In case I didn’t explain myself sufficiently in my prior entry, I spent last week not on a restaurant tour, but at a conference of Rare Book and Manuscript Librarians in Baton Rouge, LA. For the past few years the conference (held in a different city each year) has included a day-long meet and greet event called the Dealer’s Showcase, in which ABAA booksellers get to hang out with the nation’s most active institutional librarians. And that’s what I did last Tuesday from 9:30 AM to 7:30 PM, having left Gloucester Friday, scouting, driving and eating my way south, until Monday.
Colleagues Adam Davis and Kate Schaefer of Division Leap Books meditate on the mysteries of the proto-punk narrative, while Cynthia Gibson (a spiritual relation only) and Rob Rulon-Miller, representing Rulon-Miller books, study hard to make themselves better booksellers and more caring human beings.
This year’s event was certainly worth the investment of driving time, road dollars and mental energy. I met some new librarians, had a few excellent conversations with librarians and booksellers, and even sold a couple of items. The river was lovely, the companionship wonderful, and the food superb.
Here, Heidi Congalton of Between the Covers and Kevin Johnson of Royal books are having a little chat. The librarians only came in numbers toward the end of the day, so we booksellers spent a lot of time having little chats. The big windows in the back ran all across the room, giving us a wonderful view of the Mississippi. Great storm about 3 PM!
All in all the event was a success. Only one troubling thought followed me on the long drive home.

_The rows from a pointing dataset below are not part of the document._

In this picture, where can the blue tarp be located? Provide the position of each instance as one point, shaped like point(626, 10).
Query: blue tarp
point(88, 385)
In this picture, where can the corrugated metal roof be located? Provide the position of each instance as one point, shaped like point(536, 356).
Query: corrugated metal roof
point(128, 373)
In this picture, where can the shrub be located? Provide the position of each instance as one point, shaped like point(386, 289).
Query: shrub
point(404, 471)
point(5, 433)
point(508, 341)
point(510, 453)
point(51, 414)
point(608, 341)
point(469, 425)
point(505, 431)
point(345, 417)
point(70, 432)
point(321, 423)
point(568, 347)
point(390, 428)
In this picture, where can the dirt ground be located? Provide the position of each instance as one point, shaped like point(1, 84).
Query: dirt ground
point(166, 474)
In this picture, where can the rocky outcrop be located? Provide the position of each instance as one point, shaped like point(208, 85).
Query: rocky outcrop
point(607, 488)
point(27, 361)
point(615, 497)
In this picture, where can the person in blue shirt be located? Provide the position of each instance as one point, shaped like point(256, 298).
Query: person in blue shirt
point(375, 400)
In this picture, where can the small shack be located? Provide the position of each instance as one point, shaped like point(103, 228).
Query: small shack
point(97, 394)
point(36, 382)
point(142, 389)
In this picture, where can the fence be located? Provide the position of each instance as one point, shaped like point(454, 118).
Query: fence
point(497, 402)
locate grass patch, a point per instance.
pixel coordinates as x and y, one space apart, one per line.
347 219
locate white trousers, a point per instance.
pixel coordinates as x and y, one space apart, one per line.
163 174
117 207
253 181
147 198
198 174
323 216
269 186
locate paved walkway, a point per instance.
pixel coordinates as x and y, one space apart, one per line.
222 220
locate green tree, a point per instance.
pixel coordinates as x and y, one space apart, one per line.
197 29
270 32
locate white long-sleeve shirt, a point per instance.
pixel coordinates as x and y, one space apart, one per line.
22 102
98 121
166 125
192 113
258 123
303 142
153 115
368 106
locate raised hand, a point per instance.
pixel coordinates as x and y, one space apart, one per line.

The day after the Dealer’s Showcase, on Wednesday morning, I gave a talk to about 200 librarians. My topic was “Archives in the 21st Century: One Dealer’s Perspective” and the talk consisted of stories about various archives I’ve had experience with. My idea was to demonstrate anecdotally the many new pressures on archival material in the 21st century market. My major conclusions were that the Internet now draws more material out of hiding than ever before – including by theft – and that auction houses, whose rise strangely mirrors the decline of “bricks and mortar” book shops, tend to disintegrate rather than aggregate archives. The punch line was, “My friends, I’m here to tell you that auction houses are not our friends.” This was all well received.
Then followed a Q&A session. At one point someone asked me about pricing procedures involved in offering archives to institutions. I gave my answer, then turned to my co-speaker, Lee Hampton, of the Amistad Research Center at Tulane, and asked him what the procedure was like on his end, at Tulane. He brought the house down by replying, “We never buy anything. We rely on donations.”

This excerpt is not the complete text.